A Phone Photo of Dad

A couple of weeks ago I posted this photo of my Dad on my Facebook page, it had a lot of likes and comments.  I love it too.  We were sat in Mum & Dad's lounge looking at the dark brooding sky outside, and I noticed the light on my Dad's face.  I could have left the room to get my camera from the car, but I didn't want to lose this moment, so I quickly reached for my phone and took it.  I often say to folk that it's not all about the fancy gear, it's about that second in time, when the light and moment collide to create that spark. If I had grabbed my camera from the car, the moment would have passed.  Don't get me wrong, I love my cameras, lenses and gadgets, and there are limitations with phone photography, but in this moment, for that second in time, my phone was right.  I guess it's made me quite reflective over the last couple of weeks, and I've been writing this blog post in my head for the last few days.

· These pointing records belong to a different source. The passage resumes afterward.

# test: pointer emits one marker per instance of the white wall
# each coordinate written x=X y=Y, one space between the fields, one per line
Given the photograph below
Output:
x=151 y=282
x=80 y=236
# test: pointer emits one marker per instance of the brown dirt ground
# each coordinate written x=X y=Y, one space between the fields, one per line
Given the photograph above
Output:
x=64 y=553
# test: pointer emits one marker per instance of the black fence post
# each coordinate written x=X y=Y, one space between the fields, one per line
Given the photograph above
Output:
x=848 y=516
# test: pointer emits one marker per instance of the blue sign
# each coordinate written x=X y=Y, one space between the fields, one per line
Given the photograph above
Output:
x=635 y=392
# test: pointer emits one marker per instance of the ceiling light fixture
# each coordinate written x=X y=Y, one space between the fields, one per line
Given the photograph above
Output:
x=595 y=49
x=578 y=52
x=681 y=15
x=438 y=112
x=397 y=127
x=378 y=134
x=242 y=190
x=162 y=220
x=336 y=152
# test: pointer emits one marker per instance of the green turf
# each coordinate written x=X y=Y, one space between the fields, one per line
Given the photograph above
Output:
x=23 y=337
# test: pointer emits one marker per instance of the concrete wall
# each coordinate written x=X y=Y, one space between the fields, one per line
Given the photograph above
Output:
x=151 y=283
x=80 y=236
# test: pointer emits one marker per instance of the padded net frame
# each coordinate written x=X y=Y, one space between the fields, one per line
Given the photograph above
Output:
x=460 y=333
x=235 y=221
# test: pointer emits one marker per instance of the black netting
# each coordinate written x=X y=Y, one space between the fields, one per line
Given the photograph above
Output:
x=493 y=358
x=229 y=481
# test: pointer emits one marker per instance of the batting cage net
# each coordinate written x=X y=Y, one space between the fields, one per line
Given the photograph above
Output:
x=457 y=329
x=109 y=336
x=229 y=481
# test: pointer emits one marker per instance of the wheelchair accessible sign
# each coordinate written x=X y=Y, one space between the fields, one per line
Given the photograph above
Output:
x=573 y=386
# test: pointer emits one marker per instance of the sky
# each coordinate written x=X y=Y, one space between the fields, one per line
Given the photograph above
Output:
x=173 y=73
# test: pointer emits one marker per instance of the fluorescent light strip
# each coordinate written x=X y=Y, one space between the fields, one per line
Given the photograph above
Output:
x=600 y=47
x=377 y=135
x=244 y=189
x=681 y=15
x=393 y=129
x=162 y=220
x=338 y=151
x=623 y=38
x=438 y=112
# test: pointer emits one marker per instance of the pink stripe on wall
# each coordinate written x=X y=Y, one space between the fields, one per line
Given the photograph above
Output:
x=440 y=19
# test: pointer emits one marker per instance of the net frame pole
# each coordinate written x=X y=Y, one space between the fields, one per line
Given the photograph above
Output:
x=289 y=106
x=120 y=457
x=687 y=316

This isn't a maudlin or sad post.  My Dad's my step-dad, my real Dad died when I was 2.   I don't remember him, my Dad now is the man I have known since I was that loud, shouty, cheeky young thing.  It's something I do think about, and when I was younger I used to imagine how things would be living  in a different life.  Me and Dad haven't always seen eye to eye, both being quite stubborn.  But now I can see what an influence he has had on my life.  He works in the woods, he's a tree man, and my love of nature has definitely come from him.  He's really helped me to be the person I am, and he's really inspired me in my business too. He's been self employed since he was in his early 20's - he runs his business with his heart, from his love of trees.  He's authentic and passionate, what you see is what you get.  He's cheeky and has a naughty streak, although his jokes seem to be getting worse.  We don't go for walks altogether as often as we should, but when we do, he still tests me and my sister on all the trees and birds we see.  Just thinking about it makes me nostalgic for those warm summer nights walking in the trees, and by the river watching the trout jumping.

Looking at the photo now, I can see Dad's had a good life.  There's a feeling of contentment, he's led his life how he has wanted.  I can see that cheeky man, the tree man, the sensitive and gentle man.  I'm so pleased I had my phone in my pocket for that moment when all those factors came together.